For Osman and others, the tournament is an encouraging sign for the future. In an official statement, the AFC said the event has ushered in “a new era in Iraqi football”.



“I was very happy. It represents a great event for my country. Finally, I'm watching Iraq like millions of fans who dreamt of this moment,” said Salih Hameed Jassim, a Baghdad resident and former national team goalkeeper.



While the event was staged by the AFC, the renowned Erbil team - Iraq’s national champions for the past three years - and its stadium were the unofficial hosts.



Several years ago, few would have dreamt that it would all be possible. Abdullah Agha, president of Erbil Football Club, sits behind a massive hard-wood desk inside the Franso Hariri Stadium, reflecting on the turbulence of the past couple of decades, which had decimated football development in the region.



“After the Kurdish uprising in 1991, the Erbil team was not allowed to play even on its own soil. We had no money or support until 1998; no equipment, no training fields or an adequate stadium. I can say that our infrastructure was less than zero,” he said.



According to Agha, worse was to come with the Kurdish civil war during the 1990s. Erbil became the hardest-hit city during the conflict, and the popular local side didn’t play at all for more than a year. After the collapse of the Saddam Hussein regime in 2003, Agha continued, Iraqi teams had more freedom to travel and train – and soon began to prosper.



“Sport is not for a particular party or a particular sect. Our teams here are made up of different tribes and sects and all the players work together for the good of the country,” he said. “What politicians can’t do – sport can do.”



Increasingly, Iraqi Kurdistan has gone it alone in terms of financing and organising international events. Yousef Izzadin, head of finance for the Erbil team, said that the Kurdish Football Federation spent 700 million dinars (617,000 US dollars) on the AFC tournament and charged no admission to the games.

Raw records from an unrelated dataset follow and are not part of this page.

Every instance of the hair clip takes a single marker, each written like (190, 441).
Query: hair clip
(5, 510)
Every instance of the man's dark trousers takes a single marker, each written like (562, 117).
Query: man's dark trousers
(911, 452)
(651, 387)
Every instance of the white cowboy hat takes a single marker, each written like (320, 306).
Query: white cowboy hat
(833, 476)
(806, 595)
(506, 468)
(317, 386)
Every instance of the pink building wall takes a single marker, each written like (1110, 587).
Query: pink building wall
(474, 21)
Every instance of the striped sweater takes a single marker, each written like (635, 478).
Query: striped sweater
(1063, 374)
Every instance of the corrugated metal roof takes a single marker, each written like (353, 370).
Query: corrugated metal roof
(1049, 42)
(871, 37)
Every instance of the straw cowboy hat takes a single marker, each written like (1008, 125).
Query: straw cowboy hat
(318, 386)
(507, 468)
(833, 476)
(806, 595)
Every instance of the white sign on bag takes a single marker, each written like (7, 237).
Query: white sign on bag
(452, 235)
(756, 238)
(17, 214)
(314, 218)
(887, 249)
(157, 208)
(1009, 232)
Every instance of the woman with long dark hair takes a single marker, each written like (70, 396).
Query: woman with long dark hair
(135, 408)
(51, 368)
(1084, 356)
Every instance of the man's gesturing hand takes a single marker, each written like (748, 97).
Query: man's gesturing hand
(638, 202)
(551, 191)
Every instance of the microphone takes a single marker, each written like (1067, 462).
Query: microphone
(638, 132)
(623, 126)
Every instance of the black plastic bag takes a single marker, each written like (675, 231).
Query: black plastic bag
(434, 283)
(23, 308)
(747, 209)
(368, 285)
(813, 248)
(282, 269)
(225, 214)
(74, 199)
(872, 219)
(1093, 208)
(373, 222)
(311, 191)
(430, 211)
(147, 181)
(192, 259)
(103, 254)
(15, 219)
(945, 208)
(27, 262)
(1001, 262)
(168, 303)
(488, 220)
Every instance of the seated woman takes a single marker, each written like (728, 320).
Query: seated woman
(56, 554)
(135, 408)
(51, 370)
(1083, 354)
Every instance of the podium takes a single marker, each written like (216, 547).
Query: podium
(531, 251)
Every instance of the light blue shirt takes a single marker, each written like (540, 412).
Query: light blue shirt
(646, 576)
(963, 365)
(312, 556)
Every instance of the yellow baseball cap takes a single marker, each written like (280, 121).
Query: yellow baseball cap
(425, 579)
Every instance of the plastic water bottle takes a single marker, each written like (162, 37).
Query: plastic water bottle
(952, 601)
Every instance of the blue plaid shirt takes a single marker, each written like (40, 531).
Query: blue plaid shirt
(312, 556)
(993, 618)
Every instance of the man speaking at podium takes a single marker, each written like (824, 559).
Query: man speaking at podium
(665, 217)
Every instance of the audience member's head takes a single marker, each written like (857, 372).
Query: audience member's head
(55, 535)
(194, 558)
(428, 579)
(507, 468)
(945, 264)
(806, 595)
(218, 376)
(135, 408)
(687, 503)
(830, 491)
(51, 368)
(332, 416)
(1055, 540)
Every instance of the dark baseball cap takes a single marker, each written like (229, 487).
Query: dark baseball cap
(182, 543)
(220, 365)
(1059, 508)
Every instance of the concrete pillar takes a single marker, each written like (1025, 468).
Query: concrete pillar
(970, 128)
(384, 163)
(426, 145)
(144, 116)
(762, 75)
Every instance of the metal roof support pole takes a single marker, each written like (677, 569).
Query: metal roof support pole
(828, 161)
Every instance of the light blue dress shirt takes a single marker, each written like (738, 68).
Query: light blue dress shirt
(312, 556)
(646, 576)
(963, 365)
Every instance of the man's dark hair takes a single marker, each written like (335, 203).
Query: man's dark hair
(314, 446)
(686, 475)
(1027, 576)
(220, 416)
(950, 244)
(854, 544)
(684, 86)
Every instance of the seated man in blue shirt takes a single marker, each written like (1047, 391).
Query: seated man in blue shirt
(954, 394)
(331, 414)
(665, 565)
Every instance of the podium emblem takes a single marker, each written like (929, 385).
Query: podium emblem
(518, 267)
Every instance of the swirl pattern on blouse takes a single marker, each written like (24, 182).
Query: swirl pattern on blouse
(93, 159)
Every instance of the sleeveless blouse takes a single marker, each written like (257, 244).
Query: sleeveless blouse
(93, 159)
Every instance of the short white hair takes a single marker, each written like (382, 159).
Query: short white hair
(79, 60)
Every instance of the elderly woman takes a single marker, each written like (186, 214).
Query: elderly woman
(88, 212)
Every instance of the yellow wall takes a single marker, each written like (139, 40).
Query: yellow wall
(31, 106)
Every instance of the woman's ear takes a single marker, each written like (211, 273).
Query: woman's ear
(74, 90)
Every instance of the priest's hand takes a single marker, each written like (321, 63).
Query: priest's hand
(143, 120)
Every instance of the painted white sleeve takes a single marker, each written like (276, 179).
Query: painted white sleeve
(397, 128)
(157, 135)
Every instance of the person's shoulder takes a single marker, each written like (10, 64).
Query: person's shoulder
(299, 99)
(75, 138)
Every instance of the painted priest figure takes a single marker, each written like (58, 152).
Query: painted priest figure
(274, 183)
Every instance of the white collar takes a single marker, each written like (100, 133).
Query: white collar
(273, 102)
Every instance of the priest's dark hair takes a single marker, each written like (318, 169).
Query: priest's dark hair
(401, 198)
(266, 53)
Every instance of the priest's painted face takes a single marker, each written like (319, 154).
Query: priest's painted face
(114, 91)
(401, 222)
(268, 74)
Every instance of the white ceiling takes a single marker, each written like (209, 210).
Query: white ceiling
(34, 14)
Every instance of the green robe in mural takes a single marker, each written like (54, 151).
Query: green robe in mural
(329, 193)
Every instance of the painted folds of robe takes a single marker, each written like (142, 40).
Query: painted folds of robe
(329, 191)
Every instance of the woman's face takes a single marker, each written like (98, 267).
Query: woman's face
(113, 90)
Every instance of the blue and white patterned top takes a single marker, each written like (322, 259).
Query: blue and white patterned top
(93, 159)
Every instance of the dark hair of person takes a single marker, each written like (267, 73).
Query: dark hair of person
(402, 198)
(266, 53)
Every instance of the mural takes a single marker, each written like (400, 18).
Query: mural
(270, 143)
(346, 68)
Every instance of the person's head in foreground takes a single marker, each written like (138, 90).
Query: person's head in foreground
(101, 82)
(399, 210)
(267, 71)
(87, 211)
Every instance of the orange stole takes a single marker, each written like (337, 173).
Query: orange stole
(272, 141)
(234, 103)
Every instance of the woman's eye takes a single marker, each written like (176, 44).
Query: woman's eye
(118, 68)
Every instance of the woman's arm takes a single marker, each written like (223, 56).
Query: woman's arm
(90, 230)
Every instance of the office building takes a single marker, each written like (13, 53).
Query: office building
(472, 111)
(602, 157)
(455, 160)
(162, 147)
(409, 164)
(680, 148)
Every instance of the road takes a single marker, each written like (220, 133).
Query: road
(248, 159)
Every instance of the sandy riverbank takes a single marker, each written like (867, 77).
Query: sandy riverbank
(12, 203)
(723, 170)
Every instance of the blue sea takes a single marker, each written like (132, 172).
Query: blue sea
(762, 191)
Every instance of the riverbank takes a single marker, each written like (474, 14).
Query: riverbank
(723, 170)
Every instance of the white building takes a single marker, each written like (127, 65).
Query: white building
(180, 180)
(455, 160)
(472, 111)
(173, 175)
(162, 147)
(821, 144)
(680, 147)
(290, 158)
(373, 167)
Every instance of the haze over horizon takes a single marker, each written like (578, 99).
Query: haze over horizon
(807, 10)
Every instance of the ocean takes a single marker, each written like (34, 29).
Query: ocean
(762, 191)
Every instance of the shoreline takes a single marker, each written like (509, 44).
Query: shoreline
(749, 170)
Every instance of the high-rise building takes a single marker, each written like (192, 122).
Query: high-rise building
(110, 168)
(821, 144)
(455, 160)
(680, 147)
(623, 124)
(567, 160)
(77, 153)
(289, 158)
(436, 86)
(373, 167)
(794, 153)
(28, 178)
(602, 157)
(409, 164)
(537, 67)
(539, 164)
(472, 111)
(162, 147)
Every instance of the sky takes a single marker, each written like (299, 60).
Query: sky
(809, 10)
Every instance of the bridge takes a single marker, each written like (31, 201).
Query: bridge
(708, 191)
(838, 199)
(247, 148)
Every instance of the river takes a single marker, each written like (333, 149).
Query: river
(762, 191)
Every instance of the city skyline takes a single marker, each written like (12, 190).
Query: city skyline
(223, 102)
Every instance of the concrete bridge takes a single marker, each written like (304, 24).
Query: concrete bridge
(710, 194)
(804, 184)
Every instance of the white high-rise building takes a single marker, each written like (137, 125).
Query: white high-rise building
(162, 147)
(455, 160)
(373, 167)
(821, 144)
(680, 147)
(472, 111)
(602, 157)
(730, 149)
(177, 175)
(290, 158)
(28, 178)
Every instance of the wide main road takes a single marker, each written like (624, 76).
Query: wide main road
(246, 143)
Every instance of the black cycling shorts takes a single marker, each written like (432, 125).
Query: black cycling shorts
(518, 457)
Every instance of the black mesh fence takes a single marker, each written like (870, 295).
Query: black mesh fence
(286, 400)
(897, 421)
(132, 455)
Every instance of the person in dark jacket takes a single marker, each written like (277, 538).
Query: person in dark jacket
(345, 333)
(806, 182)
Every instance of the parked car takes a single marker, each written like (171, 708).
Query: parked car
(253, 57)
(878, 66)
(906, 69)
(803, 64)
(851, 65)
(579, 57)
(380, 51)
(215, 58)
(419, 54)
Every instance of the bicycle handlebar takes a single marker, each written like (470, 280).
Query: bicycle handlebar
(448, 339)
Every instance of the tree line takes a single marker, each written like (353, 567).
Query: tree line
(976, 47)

The local government’s commitment to staging the tournament was not lost on Ahmed.



“It is an important event in Iraq and it wouldn’t have happened without the help of Kurdistan officials and politicians,” he said. “The KRG (Kurdistan Regional Government) must be thanked for the high level of organisation and support.”



Agha and other officials view the development of sport as a means of marketing the region and attracting further foreign investment and cultural exchanges.



“The result of a football match is not necessarily important. What was important was that this tournament enabled us to tell the world the region was safe – that not all parts of Iraq are the same,” Agha said. “We want to attract politicians and delegations that have never been to this region.”



IWPR trainee reporters Hogar Hasan and Farah Ali together with IWPR Iraq editor Charles McDermid contributed to this report.